The limits depend on when you took out the mortgage:

  • Loans incurred before December 16, 2017 (grandfathered debt): You can deduct interest on up to $1 million of debt ($500,000 if married filing separately).
  • Loans incurred after December 15, 2017: You can deduct interest on up to $750,000 of debt ($375,000 if married filing separately).

These dollar limits apply to the combined mortgages on your main home and second home. The $750,000 cap is now permanent thanks to the One Big Beautiful Bill Act (signed 2025), eliminating the previous sunset date.

Important: Interest on debt above these limits is generally not deductible.

What Counts as a Qualified Home and Deductible Interest?

A qualified home includes a house, condo, cooperative, mobile home, house trailer, or boat with sleeping, cooking, and toilet facilities.

Deductible interest must be home acquisition debt — meaning the loan proceeds were used to buy, build, or substantially improve the home that secures the loan.

  • Home equity loans and HELOCs: Interest is deductible only if the funds were used to buy, build, or substantially improve the home securing the loan. Personal-use proceeds (e.g., vacations, debt consolidation) do not qualify.
  • Refinances: Only the portion used for acquisition, construction, or substantial improvement qualifies.
  • Points: Prepaid interest (points) paid at closing may be fully deductible in the year paid or amortized over the life of the loan.

Private mortgage insurance (PMI) premiums are no longer separately deductible for 2025 returns (per IRS Publication 936). Some 2026 updates under new legislation may treat qualifying PMI as deductible interest — check IRS.gov for your filing year.

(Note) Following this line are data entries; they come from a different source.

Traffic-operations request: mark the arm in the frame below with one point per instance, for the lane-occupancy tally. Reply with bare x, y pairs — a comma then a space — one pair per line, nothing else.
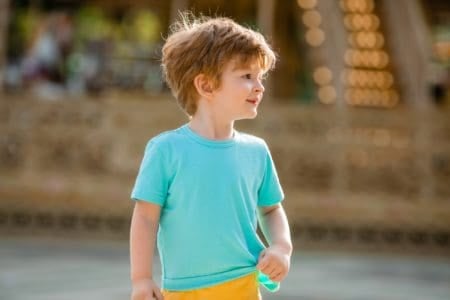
144, 227
275, 260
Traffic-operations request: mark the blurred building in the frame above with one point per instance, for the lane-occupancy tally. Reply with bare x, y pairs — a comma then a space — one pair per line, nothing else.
357, 115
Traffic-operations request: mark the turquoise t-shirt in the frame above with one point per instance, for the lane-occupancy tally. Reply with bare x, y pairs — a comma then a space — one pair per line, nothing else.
209, 191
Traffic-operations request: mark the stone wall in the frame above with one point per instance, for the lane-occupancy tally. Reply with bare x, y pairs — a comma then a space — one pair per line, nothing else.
359, 176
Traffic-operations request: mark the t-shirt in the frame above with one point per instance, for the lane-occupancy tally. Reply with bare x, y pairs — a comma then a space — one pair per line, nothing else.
209, 191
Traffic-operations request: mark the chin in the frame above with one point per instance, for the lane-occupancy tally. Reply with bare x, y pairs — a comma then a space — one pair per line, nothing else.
251, 116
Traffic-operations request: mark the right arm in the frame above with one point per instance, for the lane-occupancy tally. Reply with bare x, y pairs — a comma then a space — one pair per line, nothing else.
144, 228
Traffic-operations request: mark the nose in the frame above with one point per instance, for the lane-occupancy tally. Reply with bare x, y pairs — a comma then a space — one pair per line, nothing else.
259, 87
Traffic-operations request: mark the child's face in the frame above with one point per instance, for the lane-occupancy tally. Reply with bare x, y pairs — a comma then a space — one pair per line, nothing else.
240, 91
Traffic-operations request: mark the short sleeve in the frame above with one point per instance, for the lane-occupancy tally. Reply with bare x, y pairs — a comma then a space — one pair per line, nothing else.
152, 181
270, 191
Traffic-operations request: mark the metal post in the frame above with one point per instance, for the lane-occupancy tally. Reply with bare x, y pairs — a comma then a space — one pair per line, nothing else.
4, 21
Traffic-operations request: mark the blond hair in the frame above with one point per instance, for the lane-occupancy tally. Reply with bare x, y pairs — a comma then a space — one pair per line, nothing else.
203, 46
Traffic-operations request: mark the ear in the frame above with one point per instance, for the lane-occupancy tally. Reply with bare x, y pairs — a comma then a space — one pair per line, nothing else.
203, 85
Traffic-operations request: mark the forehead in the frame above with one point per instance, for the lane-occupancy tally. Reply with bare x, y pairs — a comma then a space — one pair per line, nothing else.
253, 64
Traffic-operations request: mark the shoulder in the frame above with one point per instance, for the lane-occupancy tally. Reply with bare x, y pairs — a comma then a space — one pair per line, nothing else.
165, 140
253, 142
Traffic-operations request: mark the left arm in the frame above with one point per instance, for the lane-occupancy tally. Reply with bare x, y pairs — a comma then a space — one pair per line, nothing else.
275, 260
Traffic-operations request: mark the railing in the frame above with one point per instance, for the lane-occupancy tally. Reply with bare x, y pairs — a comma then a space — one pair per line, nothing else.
355, 177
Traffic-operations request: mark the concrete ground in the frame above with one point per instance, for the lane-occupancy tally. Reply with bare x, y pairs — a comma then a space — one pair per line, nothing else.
64, 269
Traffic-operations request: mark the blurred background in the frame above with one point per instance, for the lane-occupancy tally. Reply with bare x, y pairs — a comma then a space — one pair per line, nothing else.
357, 116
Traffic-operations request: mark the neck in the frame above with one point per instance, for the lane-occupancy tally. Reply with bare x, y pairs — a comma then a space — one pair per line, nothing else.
210, 126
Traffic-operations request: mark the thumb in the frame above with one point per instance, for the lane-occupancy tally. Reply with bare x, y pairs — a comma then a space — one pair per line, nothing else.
261, 263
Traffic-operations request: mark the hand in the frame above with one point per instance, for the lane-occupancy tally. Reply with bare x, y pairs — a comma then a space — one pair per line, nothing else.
274, 262
146, 289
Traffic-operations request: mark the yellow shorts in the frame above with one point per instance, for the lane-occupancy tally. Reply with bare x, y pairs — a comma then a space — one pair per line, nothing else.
244, 288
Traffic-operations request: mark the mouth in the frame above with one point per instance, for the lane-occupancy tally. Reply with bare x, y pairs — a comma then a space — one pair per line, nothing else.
253, 101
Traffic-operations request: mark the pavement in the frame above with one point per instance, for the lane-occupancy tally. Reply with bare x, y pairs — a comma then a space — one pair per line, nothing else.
37, 268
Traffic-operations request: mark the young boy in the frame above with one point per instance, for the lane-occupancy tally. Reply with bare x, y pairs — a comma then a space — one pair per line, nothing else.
202, 188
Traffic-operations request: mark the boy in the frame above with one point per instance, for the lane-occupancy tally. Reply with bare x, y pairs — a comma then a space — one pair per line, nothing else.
202, 187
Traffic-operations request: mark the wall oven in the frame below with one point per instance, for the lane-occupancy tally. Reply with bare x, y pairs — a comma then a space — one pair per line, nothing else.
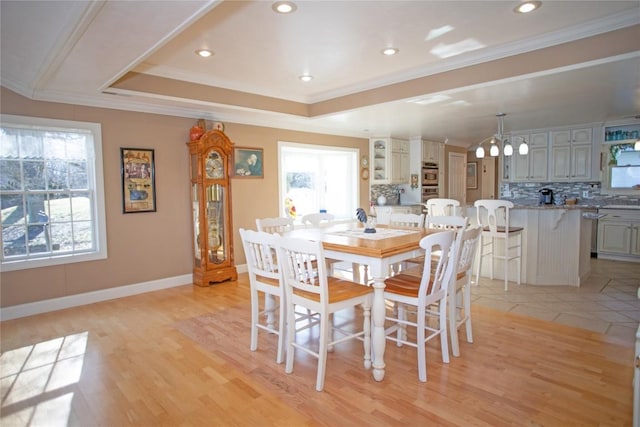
429, 174
429, 193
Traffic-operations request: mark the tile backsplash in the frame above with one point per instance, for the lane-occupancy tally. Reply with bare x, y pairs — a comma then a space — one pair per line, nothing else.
587, 193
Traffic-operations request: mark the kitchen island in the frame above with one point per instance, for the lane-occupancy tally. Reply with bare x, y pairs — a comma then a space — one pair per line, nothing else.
556, 245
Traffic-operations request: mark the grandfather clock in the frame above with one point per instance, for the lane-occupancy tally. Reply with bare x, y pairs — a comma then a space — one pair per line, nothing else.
210, 161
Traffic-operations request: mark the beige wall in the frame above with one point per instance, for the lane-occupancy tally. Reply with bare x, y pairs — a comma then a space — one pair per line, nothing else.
151, 246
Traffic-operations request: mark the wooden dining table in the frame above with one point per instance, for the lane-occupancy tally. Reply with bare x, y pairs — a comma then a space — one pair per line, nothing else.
348, 242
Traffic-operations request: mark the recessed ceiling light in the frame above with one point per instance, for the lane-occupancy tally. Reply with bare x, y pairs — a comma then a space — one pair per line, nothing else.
205, 53
284, 7
527, 6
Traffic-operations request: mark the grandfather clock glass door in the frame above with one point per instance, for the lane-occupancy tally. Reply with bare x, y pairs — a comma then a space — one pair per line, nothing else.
216, 246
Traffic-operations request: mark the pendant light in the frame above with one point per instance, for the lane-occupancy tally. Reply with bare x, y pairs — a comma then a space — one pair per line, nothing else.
501, 138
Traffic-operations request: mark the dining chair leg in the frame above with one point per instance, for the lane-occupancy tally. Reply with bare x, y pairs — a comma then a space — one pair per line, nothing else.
325, 332
281, 336
254, 320
422, 352
453, 321
291, 336
442, 324
466, 296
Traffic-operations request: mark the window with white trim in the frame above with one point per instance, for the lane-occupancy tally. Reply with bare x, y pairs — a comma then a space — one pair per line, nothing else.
315, 178
51, 192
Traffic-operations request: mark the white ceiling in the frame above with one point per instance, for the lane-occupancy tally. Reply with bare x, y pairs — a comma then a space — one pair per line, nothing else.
76, 52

How to Claim the Mortgage Interest Deduction?

  1. Receive Form 1098 — Your lender sends this by January 31. Box 1 shows mortgage interest (and points) paid during the year.
  2. Enter on Schedule A:
    • Line 8a: Interest and points reported on Form 1098.
    • Line 8b: Other deductible home mortgage interest not on Form 1098.
    • Line 8c: Points not on Form 1098.
  3. Use the Worksheet in Publication 936 if your total debt exceeds the limits or you have mixed-use loans.

File electronically or use tax software — it will guide you through the calculations automatically.

Common Scenarios and Limitations

  • Second homes: Fully allowed within the debt limits.
  • Rental properties: Interest is deducted on Schedule E as a rental expense (not as an itemized deduction).
  • High-balance mortgages: You can still deduct a percentage of interest if your loan exceeds the limit (see IRS worksheet in Pub 936).
  • Married filing separately: Halved limits apply ($375,000 or $500,000 depending on loan date).
  • Itemizing vs. standard deduction: For 2025, the standard deduction is roughly $15,000 (single) and $30,000 (joint). Many homeowners no longer itemize unless they have significant mortgage interest, property taxes, or charitable gifts.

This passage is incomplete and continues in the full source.